The firms were among five fund managers found by the Ontario Securities Commission in 2004 to have allowed market timing practices - quick in-and-out trading of fund units to exploit price discrepancies - which hurt their investors.
Market timing can hurt long-term investors in mutual funds by diluting a fund's assets, raising its costs and potentially forcing the manager to keep extra cash on hand.
Although the firms paid millions in a settlement with the securities regulator, some investors filed a class action suit seeking more money.
A motion judge denied the suit, but that was overturned by other courts and now the Supreme Court has agreed the suit can proceed.
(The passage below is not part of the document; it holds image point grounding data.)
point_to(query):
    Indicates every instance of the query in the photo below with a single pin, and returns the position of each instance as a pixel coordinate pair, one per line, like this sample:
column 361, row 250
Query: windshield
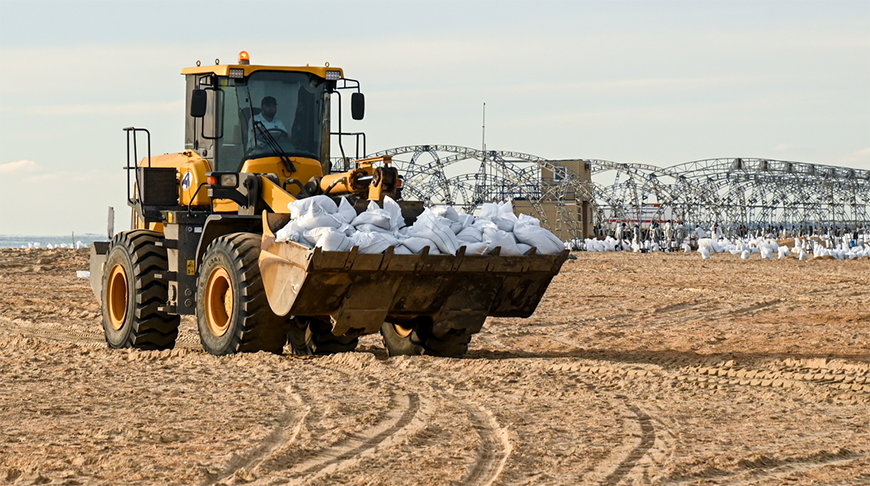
column 279, row 113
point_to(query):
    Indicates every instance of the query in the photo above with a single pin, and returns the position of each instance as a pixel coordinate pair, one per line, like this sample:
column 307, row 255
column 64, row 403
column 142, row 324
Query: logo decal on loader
column 187, row 180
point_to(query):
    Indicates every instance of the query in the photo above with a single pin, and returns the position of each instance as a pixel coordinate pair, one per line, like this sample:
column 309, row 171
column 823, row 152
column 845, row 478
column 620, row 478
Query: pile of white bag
column 318, row 222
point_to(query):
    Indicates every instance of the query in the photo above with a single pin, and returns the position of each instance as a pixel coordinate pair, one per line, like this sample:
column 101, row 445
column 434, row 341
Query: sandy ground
column 636, row 369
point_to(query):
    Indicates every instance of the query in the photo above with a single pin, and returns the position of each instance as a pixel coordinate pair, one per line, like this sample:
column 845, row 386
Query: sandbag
column 395, row 212
column 498, row 238
column 470, row 235
column 374, row 215
column 541, row 238
column 373, row 242
column 330, row 239
column 290, row 232
column 313, row 204
column 346, row 213
column 437, row 229
column 416, row 245
column 476, row 248
column 311, row 220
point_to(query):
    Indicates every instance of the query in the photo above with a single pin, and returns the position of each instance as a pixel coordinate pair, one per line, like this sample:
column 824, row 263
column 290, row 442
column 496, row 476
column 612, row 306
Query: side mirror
column 357, row 106
column 197, row 103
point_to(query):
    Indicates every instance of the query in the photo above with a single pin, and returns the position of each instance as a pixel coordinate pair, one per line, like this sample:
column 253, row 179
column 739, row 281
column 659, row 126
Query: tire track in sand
column 279, row 437
column 351, row 450
column 495, row 446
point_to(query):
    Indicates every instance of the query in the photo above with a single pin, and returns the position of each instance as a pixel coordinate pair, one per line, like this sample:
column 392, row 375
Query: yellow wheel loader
column 203, row 243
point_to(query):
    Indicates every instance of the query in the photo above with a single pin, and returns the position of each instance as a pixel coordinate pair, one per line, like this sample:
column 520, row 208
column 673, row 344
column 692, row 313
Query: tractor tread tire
column 254, row 326
column 145, row 326
column 422, row 341
column 310, row 336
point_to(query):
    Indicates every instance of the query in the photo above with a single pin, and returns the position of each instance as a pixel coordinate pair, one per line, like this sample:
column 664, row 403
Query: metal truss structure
column 733, row 192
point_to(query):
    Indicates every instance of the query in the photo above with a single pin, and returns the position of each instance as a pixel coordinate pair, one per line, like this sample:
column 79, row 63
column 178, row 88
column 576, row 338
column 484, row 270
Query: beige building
column 564, row 207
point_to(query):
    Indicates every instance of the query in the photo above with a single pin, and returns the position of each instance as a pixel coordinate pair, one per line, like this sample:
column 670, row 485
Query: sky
column 659, row 83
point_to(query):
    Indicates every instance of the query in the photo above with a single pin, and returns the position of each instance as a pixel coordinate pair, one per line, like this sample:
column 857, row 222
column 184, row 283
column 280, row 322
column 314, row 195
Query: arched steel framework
column 737, row 192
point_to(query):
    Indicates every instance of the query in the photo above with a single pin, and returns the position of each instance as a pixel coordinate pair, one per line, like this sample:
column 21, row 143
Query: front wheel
column 313, row 336
column 232, row 312
column 415, row 337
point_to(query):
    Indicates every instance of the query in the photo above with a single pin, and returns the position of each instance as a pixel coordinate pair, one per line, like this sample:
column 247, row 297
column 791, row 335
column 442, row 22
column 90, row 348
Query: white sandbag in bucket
column 435, row 228
column 375, row 216
column 498, row 238
column 476, row 248
column 416, row 244
column 470, row 235
column 541, row 238
column 329, row 239
column 346, row 213
column 313, row 204
column 373, row 242
column 314, row 212
column 395, row 211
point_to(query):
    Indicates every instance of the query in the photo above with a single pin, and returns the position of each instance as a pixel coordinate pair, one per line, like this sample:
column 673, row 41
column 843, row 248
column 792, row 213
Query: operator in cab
column 265, row 121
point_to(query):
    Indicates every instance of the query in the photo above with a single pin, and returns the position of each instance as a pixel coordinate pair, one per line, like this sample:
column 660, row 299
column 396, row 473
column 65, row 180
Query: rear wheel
column 313, row 336
column 232, row 312
column 415, row 337
column 131, row 294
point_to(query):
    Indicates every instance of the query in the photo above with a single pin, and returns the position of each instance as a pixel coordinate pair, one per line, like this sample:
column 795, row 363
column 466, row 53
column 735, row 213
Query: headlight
column 223, row 179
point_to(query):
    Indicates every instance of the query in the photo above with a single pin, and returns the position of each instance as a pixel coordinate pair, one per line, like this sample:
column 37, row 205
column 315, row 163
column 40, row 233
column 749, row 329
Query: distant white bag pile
column 318, row 222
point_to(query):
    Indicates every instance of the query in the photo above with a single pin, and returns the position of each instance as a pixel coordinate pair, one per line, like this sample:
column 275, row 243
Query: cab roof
column 248, row 69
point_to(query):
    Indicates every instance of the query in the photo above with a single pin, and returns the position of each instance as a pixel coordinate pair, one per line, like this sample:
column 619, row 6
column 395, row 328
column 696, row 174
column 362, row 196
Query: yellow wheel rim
column 117, row 297
column 402, row 331
column 219, row 301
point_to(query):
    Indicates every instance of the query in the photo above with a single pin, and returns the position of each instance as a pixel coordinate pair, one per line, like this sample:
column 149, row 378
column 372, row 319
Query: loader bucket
column 358, row 292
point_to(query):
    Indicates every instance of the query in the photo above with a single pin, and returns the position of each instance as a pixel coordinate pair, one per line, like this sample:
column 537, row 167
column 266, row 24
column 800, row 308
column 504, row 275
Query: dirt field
column 636, row 369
Three of the five firms involved have already settled, leaving the suit to go ahead against AIC and CI.
Writing for the court, Justice Thomas Cromwell said the original judge was wrong to have barred the class action suit.
"I agree with the Divisional Court and the Court of Appeal that the motion judge erred in principle in his analysis and that this justified appellate intervention in his exercise of discretion to refuse certification," Cromwell wrote.
"As I see it, the correct legal principles support those courts’ decision to certify the proposed class action."
CI (TSX:CIX) noted the Supreme Court's decision only allows the class action to proceed.
"CI Investments intends to vigorously defend this action, in part, on the basis that to the extent that our funds' investors suffered any harm, they have been fully compensated as a result of the payments that CI Investments made to them eight years ago as a result of the Ontario Securities Commission proceeding," the fund manager said in a statement.